The shortest chapter of our book was on area where we saw the fewest problems: the uranium supply outlook. There are abundant reserves. There is no security of supply concern. Key factors affecting supply are demand for nuclear fuel, secondary supplies of uranium, and future production in FSU countries. Government policies are key. After 9/11, nuclear power plants are seen as potential terror targets. Uranium is only 5 to 10% of the cost of nuclear energy: this is peanuts.

Beyond 2020, technology advances will affect choice and cost of future energy systems. The key long-term uncertainties include the following: recovery rates and unconventional oil; transport costs and hydrates of gas; combustion technologies of coal; and the costs and policies affecting renewables and nuclear. Hydrogen and carbon capture could revolutionize energy supply.

In sum, proven energy reserves can meet demand to 2020 and well beyond. The principle uncertainty in the energy supply outlook is cost. Technology will lower costs, but rising demand will have to be met by more distant reserves. Government policies matter. Prices will also influence and the amount of investment.

Massive investment will be needed. Acquiring capital for the expansion of energy infrastructure is a major challenge. Non-OECD countries will need the bulk of investment. The lowering of market barriers will stimulate investment. Increased FDI and partnerships reduce investment risk and cost of capital.

Trade in fossil fuels will grow faster than demand. Flows of oil and gas will rise from the Middle East and FSU to the US, Europe, and Asia. Supply chains will lengthen. Security of international sea-lanes and pipelines will become more important. And there will be geopolitical implications.

Government policies will shape the energy-supply landscape. Governments do have a role. Everything must not be left to the markets.

Questions and Answers

Q: You emphasize the importance of investment. How do you reduce market barriers?

The problem is in the Middle East. First of all, we must convince countries in the Middle East to allow their companies to work with foreign companies, assuming they get a fair share of the profit. This requires political trust and confidence, which would reduce the risk and, therefore, reduce capital costs.
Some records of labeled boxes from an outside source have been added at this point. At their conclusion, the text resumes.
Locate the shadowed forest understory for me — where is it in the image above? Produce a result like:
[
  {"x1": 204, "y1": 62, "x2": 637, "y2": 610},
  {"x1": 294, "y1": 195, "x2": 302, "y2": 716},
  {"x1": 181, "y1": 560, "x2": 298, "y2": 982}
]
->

Q: What is the IEA's role in ensuring a steady supply of energy?

We highlight companies' transparency. Regarding the Enron story, it was mostly a case of lack of transparency.

Q: In the trade of energy, I believe market mechanisms are already in place. What do you mean "trade rules"?

Gas must sometimes travel through several countries to reach the consumer. Rules have not been set, for example, regarding transaction fees. In the WTO, there is a need for a regulatory framework on import and export fees and transport.

Q: I think pipelines should be decided case-by-case, not internationally.

But governments, not companies, should decide. Through the WTO, governments can make a framework.

Q: There is a framework-the Energy Charter Treaty-on transportation. It can be a model. Russia has not yet ratified it.

Q: What about gas cartels?

Gas turbines are cheap an environmentally friendly. I am not sure if the current political context can allow Middle Eastern countries to get together with the West to make an agreement that would harm consumers. I don't see it happening.

Q: What do you see for pipelines between Russia and East Asia?

Current pipeline ideas will not be feasible for decades.

Q: For your outlooks, what was your assumption for Chinese economic growth?

China is crucial. Our assumption was lower than the US government's assumption. Our average is between five and six percent for 20 years. Also we don't believe in China's official GDP numbers. After revisions, their "seven percent growth" may actually be four or five.

Q: What is your opinion of deregulation?

It can improve price signals. But it has created problems because people only invest if they think they will get a return. Governments need to provide a framework.

*This summary was compiled by RIETI Editorial staff.